In Shine’s case, on March 11, he was working on a construction site when he collapsed. Robinson immediately began resuscitation efforts which were continued by the EMS staff and first responders.
He was transported to Gulf Coast Medical Center, where he made a full recovery.
“I want to give thanks to the Heavenly Father. I had open heart surgery and was out for five days.

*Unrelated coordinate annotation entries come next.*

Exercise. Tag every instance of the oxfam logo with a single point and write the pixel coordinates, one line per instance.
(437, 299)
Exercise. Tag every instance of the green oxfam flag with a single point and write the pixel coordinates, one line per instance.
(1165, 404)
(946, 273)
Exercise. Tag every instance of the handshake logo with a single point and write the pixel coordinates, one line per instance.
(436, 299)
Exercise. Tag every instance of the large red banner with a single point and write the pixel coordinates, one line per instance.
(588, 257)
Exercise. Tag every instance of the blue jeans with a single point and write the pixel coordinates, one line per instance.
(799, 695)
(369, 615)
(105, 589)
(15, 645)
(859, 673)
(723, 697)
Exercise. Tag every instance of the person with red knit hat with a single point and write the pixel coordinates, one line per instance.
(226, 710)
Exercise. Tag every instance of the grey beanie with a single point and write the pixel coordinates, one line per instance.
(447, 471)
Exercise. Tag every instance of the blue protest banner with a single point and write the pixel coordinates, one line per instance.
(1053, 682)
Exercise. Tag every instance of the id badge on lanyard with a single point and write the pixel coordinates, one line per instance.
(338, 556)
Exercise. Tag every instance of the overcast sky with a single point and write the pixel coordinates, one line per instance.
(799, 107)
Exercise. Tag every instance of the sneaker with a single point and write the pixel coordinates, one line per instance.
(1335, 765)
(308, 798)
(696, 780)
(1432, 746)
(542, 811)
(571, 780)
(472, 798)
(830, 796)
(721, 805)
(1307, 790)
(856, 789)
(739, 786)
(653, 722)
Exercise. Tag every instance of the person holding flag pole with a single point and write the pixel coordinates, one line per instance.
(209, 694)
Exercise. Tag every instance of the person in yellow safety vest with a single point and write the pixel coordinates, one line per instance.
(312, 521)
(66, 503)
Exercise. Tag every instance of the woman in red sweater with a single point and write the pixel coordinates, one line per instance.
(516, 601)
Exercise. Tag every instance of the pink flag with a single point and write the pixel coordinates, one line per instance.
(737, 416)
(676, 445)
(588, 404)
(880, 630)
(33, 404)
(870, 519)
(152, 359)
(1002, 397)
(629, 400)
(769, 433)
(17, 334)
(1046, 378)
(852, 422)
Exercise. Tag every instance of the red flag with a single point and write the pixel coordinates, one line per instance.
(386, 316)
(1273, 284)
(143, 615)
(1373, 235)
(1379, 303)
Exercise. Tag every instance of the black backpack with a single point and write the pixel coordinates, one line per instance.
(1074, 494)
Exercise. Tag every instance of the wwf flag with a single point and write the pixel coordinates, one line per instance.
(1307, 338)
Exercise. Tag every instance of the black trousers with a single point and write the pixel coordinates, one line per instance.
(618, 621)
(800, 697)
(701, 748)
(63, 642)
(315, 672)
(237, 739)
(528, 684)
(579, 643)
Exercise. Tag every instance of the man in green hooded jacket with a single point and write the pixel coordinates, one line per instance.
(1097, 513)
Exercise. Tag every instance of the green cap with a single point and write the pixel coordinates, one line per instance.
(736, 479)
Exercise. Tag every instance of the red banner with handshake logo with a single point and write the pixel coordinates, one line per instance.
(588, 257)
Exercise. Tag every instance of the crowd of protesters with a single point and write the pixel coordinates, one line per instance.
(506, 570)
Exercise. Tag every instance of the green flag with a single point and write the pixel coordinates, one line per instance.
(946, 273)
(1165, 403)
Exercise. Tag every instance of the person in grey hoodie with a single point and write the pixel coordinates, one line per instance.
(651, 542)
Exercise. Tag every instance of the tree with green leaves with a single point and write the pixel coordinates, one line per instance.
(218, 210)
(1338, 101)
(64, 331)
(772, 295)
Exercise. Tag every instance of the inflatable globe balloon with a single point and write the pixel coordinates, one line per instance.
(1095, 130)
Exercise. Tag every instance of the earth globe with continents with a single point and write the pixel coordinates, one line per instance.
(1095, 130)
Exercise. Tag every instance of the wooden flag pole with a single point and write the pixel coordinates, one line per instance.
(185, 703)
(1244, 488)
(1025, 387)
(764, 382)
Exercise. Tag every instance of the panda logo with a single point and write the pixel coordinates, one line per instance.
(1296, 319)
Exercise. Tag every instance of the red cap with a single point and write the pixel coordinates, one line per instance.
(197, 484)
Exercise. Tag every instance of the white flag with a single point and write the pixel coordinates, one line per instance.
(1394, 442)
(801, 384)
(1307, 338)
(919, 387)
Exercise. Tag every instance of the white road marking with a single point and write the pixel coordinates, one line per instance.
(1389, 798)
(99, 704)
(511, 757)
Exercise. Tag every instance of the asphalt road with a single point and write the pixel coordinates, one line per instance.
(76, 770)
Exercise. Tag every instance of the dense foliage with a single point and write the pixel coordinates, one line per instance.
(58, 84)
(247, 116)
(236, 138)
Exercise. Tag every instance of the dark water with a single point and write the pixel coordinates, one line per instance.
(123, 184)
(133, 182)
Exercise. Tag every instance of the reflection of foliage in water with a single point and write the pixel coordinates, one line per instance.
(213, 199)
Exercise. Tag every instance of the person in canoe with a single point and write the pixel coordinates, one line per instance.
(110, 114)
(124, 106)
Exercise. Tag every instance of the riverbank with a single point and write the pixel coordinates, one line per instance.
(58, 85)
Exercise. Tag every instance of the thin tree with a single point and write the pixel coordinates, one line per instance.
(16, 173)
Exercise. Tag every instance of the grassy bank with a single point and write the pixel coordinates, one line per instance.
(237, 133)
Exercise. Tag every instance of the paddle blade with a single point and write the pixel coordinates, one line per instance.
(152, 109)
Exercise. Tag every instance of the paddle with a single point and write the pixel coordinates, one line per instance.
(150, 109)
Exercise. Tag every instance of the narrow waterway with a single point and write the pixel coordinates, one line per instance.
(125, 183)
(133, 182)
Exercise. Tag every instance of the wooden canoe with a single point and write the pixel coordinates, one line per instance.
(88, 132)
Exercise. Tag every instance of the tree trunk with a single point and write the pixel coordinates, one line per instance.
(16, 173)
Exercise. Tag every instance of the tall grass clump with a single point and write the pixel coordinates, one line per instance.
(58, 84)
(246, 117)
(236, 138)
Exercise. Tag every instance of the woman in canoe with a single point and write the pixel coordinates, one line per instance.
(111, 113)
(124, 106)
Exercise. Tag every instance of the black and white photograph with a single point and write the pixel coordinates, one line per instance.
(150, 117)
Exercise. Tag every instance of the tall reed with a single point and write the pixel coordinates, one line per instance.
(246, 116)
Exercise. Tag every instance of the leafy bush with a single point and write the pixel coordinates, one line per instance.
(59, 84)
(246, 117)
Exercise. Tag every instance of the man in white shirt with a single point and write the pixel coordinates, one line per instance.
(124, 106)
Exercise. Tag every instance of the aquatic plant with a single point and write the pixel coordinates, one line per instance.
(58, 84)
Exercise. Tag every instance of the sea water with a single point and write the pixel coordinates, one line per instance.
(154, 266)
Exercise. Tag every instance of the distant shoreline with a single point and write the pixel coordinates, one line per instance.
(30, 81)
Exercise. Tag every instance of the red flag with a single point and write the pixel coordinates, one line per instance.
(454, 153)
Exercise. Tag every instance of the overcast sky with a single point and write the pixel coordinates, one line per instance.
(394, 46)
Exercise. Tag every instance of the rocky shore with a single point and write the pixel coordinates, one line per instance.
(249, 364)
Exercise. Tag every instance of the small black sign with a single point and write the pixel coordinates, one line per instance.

It brought tears to my eyes and I want to thank my stepson for being on the jobsite because he was the only one there,” Shine said, who doesn’t remember anything about the event.
“I didn’t know where I was. I called the paramedics, there wasn’t anything coming out of his mouth,” Robinson said. “It’s a good thing the fire department came as fast as they did.”
Engineer Douglas Cainas, firefighters John Pope, Michael Tarsia and Joshua Denison, paramedic Lige Jones and EMT Richard Hendrzak also received awards for the incident.
It was a tag-team effort when three local citizens saved Mark Boyar’s life on March 29. Danielle McGuire, who is a nurse, and her family were going to a movie when they came upon a traffic accident. Boyer had gone into cardiac arrest while driving.
“I always stop when I see accidents. The patient had been pulled out of the car and CPR was in progress,” McGuire said. “We all took turns until the paramedics arrived.”
For Mark Boyar, it was a tough moment. He was meeting many of his saviors for the first time and really had a hard time keeping things together as he spoke.
“It’s tough. I don’t remember a lot and part of me shouldn’t because it brings back a lot of sadness. It’s mixed emotions,” Boyar said. “It’s more happiness than sadness, but more confusion. I’m happy to see them.”
Lt. Anthony Monte Ferario, engineer Luis Medero, firefighters John Buice, Marshall Campbell, Michael Montanye and Kevin Cavanaugh paramedic Joseph Garretto and EMT Stacy McDaniels were also honored.